I’m in the process of writing a qualifying exam, and one of the questions is about the idea of evolutionary constraints. Hence this classic paper about rejecting a purely adaptationist idea of evolution… Natural Selection is not the only force that shapes evolution. They suggest that when researchers are trying to answer any question of how a character evolved they need to seriously consider the impact of Drift, Constraint and Natural Selection. That said, constraint is a tricky concept… more on that later?

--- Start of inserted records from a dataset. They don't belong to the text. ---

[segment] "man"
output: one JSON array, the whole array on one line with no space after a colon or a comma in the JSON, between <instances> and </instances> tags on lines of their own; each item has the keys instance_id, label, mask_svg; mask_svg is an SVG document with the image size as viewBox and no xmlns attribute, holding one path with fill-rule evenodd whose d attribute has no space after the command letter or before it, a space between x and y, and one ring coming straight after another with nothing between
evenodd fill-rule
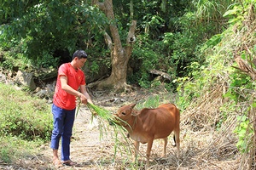
<instances>
[{"instance_id":1,"label":"man","mask_svg":"<svg viewBox=\"0 0 256 170\"><path fill-rule=\"evenodd\" d=\"M54 128L50 147L53 149L53 163L56 167L62 164L74 166L70 159L70 139L76 112L76 97L83 104L92 103L85 88L85 76L81 68L87 60L83 50L77 50L70 63L62 64L58 70L58 77L53 97L52 114ZM80 89L79 91L78 91ZM60 139L61 137L61 160L58 157Z\"/></svg>"}]
</instances>

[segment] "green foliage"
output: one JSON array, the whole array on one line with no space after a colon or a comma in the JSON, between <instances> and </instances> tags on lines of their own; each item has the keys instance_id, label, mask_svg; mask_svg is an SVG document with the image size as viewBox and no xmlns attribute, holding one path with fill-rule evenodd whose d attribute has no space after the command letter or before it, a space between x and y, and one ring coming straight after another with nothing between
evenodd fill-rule
<instances>
[{"instance_id":1,"label":"green foliage","mask_svg":"<svg viewBox=\"0 0 256 170\"><path fill-rule=\"evenodd\" d=\"M49 105L11 86L0 83L0 134L48 141L52 128Z\"/></svg>"},{"instance_id":2,"label":"green foliage","mask_svg":"<svg viewBox=\"0 0 256 170\"><path fill-rule=\"evenodd\" d=\"M251 144L253 129L247 116L237 116L237 126L234 133L238 136L236 147L242 153L247 153L248 144Z\"/></svg>"},{"instance_id":3,"label":"green foliage","mask_svg":"<svg viewBox=\"0 0 256 170\"><path fill-rule=\"evenodd\" d=\"M14 10L9 10L9 6ZM17 10L22 12L16 13ZM97 8L76 0L33 3L4 1L0 11L0 16L6 20L6 23L0 23L1 46L7 48L19 46L19 52L26 57L46 65L49 64L45 63L45 58L55 50L67 49L73 54L77 48L86 48L84 41L90 41L92 35L84 32L96 30L95 32L101 34L99 29L107 24L106 17ZM9 39L17 42L9 42Z\"/></svg>"}]
</instances>

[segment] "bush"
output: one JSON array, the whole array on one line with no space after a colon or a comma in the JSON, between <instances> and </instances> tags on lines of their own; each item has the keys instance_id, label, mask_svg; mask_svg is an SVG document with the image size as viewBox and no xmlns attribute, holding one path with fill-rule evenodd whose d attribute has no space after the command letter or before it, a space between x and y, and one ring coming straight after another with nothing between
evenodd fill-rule
<instances>
[{"instance_id":1,"label":"bush","mask_svg":"<svg viewBox=\"0 0 256 170\"><path fill-rule=\"evenodd\" d=\"M0 135L48 141L52 128L50 105L12 86L0 83Z\"/></svg>"}]
</instances>

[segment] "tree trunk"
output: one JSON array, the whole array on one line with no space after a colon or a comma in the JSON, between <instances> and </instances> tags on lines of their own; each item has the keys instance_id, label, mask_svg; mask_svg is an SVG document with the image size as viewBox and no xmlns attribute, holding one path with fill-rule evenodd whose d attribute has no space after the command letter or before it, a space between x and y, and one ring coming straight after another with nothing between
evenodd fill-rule
<instances>
[{"instance_id":1,"label":"tree trunk","mask_svg":"<svg viewBox=\"0 0 256 170\"><path fill-rule=\"evenodd\" d=\"M133 44L136 40L135 29L137 21L131 21L130 31L126 38L125 48L123 48L117 25L114 23L115 19L113 11L112 0L105 0L103 3L93 0L92 4L97 5L111 21L111 24L109 25L111 37L105 32L105 41L111 51L112 71L109 77L95 82L91 86L99 89L114 88L118 91L128 90L127 88L130 88L130 87L126 83L126 72L128 61L131 58Z\"/></svg>"}]
</instances>

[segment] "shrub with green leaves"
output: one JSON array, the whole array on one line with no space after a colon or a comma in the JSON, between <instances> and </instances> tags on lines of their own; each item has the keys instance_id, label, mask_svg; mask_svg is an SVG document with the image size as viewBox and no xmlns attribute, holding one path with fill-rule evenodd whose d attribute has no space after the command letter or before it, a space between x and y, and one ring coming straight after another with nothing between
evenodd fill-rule
<instances>
[{"instance_id":1,"label":"shrub with green leaves","mask_svg":"<svg viewBox=\"0 0 256 170\"><path fill-rule=\"evenodd\" d=\"M0 134L49 140L52 128L50 105L12 86L0 83Z\"/></svg>"}]
</instances>

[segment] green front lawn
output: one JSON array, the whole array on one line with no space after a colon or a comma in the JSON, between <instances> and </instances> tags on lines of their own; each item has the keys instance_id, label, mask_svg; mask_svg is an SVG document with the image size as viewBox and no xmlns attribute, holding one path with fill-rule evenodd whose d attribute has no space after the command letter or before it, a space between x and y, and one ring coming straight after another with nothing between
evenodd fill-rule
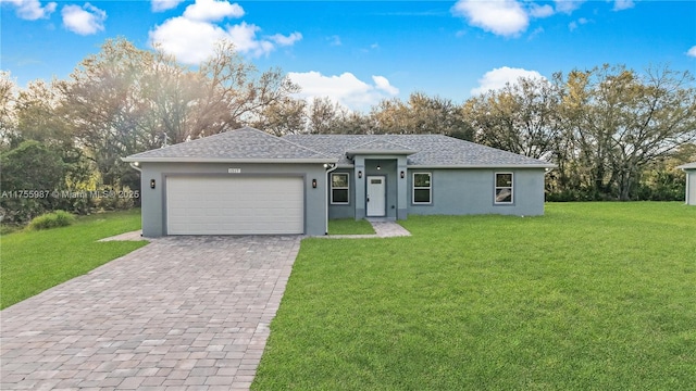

3) Ullrich-Lüter, et al. 2011. Unique system of photoreceptors in sea urchin tube feetPNAS 2011 108 (20) 8367-8372; doi:10.1073/pnas.1018495108

Abstract:

Different sea urchin species show a vast variety of responses to variations in light intensity; however, despite this behavioral evidence for photosensitivity, light sensing in these animals has remained an enigma. Genome information of the recently sequenced purple sea urchin (Strongylocentrotus purpuratus) allowed us to address this question from a previously unexplored molecular perspective by localizing expression of the rhabdomeric opsin Sp-opsin4 and Sp-pax6, two genes essential for photoreceptor function and development, respectively. Using a specifically designed antibody against Sp-Opsin4 and in situ hybridization for both genes, we detected expression in two distinct groups of photoreceptor cells (PRCs) located in the animal’s numerous tube feet. Specific reactivity of the Sp-Opsin4 antibody with sea star optic cushions, which regulate phototaxis, suggests a similar visual function in sea urchins. Ultrastructural characterization of the sea urchin PRCs revealed them to be of a microvillar receptor type. Our data suggest that echinoderms, in contrast to chordates, deploy a microvillar, r-opsin–expressing PRC type for vision, a feature that has been so far documented only in protostome animals. Surprisingly, sea urchin PRCs lack any associated screening pigment. Indeed, one of the tube foot PRC clusters may account for directional vision by being shaded through the opaque calcite skeleton. The PRC axons connect to the animal internal nervous system, suggesting an integrative function beyond local short circuits. Because juveniles display no phototaxis until skeleton completion, we suggest a model in which the entire sea urchin, deploying its skeleton as PRC screening device, functions as a huge compound eye.

Although light responses by various echinoderms has been known for a long time, this paper describes the cells that underlie some of those response in the purple urchin Strongylocentrotus purpatus. Based on their positioning, it seems as though these cells use the echinoderm test as screening pigment, letting them get light from only one part of space, and conferring a low-res spatial vision (see Yerramilli & Johnsen, 2009)From the genome we knew that sea urchins had 6 opsins, including both c-opsin and r-opsin and no eyes, so the obvious question is what are all those opsins doing? The behavioral experiments are buried in the back of the supplemental data, but the urchins were negatively phototactic, maximum reaction near 450nm (which is pretty blue).  Hopefully we’ll hear about the other opsins eventually. It’s going to be hard to prove the function of these photoreceptor cells, as echinoderms are probably the worst possible animals for electrophysiology.